# Stall bedding- how to keep dry and not smelly



## Suellen (Mar 9, 2008)

Hi, My husband and I had concrete put into the stalls. When we had the dirt it was awful. I used straw on top of our clay soil and the urine would just soak in and I would have to shovel it out and then fill the holes.

I did a search and found this thread but it didn't really answer my questions
http://thegoatspot.net/phpbb/viewtopic.php?f=12&t=7332&p=92525&hilit=bedding#p92525

I have several problems/questions:
I have trouble keeping my straw from getting moldy
I'm having trouble keeping the stalls dry.
When I just keep adding straw it smells
Is there something I can use instead of straw or with straw?

Suggestions would be greatly appreciated

Suellen


----------



## kelebek (Oct 5, 2007)

The problem with straw is that it does not absorb the wetness. I also put down wood shavings. One, it smells better, but it also absorbs the wetness. I can usually "turn" the bedding a couple times before I have to add or replace it.

Hope that helps!


----------



## StaceyRosado (Oct 5, 2007)

Some Sweet PDZ works too. It is a stall deoderizer and wetness obsorbant. 

And yes I second the not using straw - hay or shavings will soak up the most.


----------



## karmouth (Dec 1, 2008)

you definitely need to put shavings/or saw dust under you straw / bedding. I pick throught the bedding , sweep up all the wet shavings and put most of the bedding back ,I have found baking soda on the concrete helps with the smell.


----------



## toth boer goats (Jul 20, 2008)

> I have found baking soda on the concrete helps with the smell.


 I never thought of that...great idea.... :thumbup:


----------



## Suellen (Mar 9, 2008)

Thanks for the suggestions. Can I get the shavings at the feed/animal supply store? What is the cost difference between shavings and straw? I will be in town today so I can stock up on the baking soda!

Suellen


----------



## toth boer goats (Jul 20, 2008)

straw would be cheaper by far.....but it doesn't keep them as dry...unless you put shavings down first ...then put straw on top...like karmouth mentioned.....



> Can I get the shavings at the feed/animal supply store?

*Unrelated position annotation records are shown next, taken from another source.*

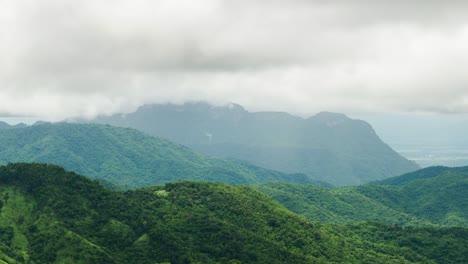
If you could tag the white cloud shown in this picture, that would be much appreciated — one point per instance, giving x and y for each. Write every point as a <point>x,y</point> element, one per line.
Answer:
<point>82,58</point>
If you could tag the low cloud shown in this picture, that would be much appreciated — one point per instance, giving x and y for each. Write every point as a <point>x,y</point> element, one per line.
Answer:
<point>82,58</point>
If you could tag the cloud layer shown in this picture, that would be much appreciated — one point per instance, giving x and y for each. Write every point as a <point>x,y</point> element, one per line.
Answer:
<point>82,58</point>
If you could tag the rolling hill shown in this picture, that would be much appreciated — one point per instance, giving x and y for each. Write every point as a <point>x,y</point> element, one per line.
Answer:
<point>431,196</point>
<point>49,215</point>
<point>328,146</point>
<point>125,156</point>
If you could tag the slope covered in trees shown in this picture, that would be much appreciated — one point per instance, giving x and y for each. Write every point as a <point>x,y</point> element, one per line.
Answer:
<point>431,196</point>
<point>327,146</point>
<point>125,156</point>
<point>49,215</point>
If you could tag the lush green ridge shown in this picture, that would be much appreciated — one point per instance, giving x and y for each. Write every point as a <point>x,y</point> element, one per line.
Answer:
<point>49,215</point>
<point>125,156</point>
<point>328,146</point>
<point>432,196</point>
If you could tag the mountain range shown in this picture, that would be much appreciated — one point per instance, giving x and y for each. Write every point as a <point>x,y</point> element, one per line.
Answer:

 you should be able to...I would call around first and see who has it and who is the cheapest....you also save on fuel that way.... :wink:


----------



## kelebek (Oct 5, 2007)

I payed like 5 or 6 dollars for a huge bag of shavings. I usually buy 4 or 5 at a time and can do all of my area (which is alot) with them and have a little left over


----------



## karmouth (Dec 1, 2008)

I just use the hay that they waste as bedding .There is always left over under the hay manger . I rake it up and use it on top of the shavings I pay 4.75for a bale of shavings. Just sprinkle them ,not thick at all .


----------



## Jenna (Jan 7, 2009)

I use shavings. I used to use straw but after a lot of back breaking stall cleaning I decided shavings were better. :wink: With shavings you get a lot more use out of them, I turn it and mix it around every so often.


----------



## nancy d (Oct 5, 2007)

Shavings are nice! Hardly any dust! Easier to move bags than bales of straw.
What I do is when pens/stalls are cleaned out is sprinkle that Sweet PDZ its wonderful stuff, then a good layer of shavings which absorb urine and ot a layer of straw on top. 
If you use Baking Soda save yourself some $ and buy a 50lb bag from the feed store, it is called Sodium Bicarbonate. :shades:


----------



## sparks879 (Oct 17, 2007)

Like Stacey said the PDZ is great i prefere the granular to the powder. Its great for absorbing moisture as well as the smell. Shavings are good but they get wet fast. There are a couple of products on the market now that are wood pellets that expand as they get wet. I mix barn dry (wood pellets) with white pine shavings with straw on top of that. the barn dry absorbs moisture way better then shavings doo and it makes the shavings last a lot longer. the shavings keep it fluffy and comfortable.
beth


----------



## AlaskaBoers (May 7, 2008)

so how do shavings comapre with straw to keep the goats warm? 
I'm really considereing using no more straw, its a mess.


----------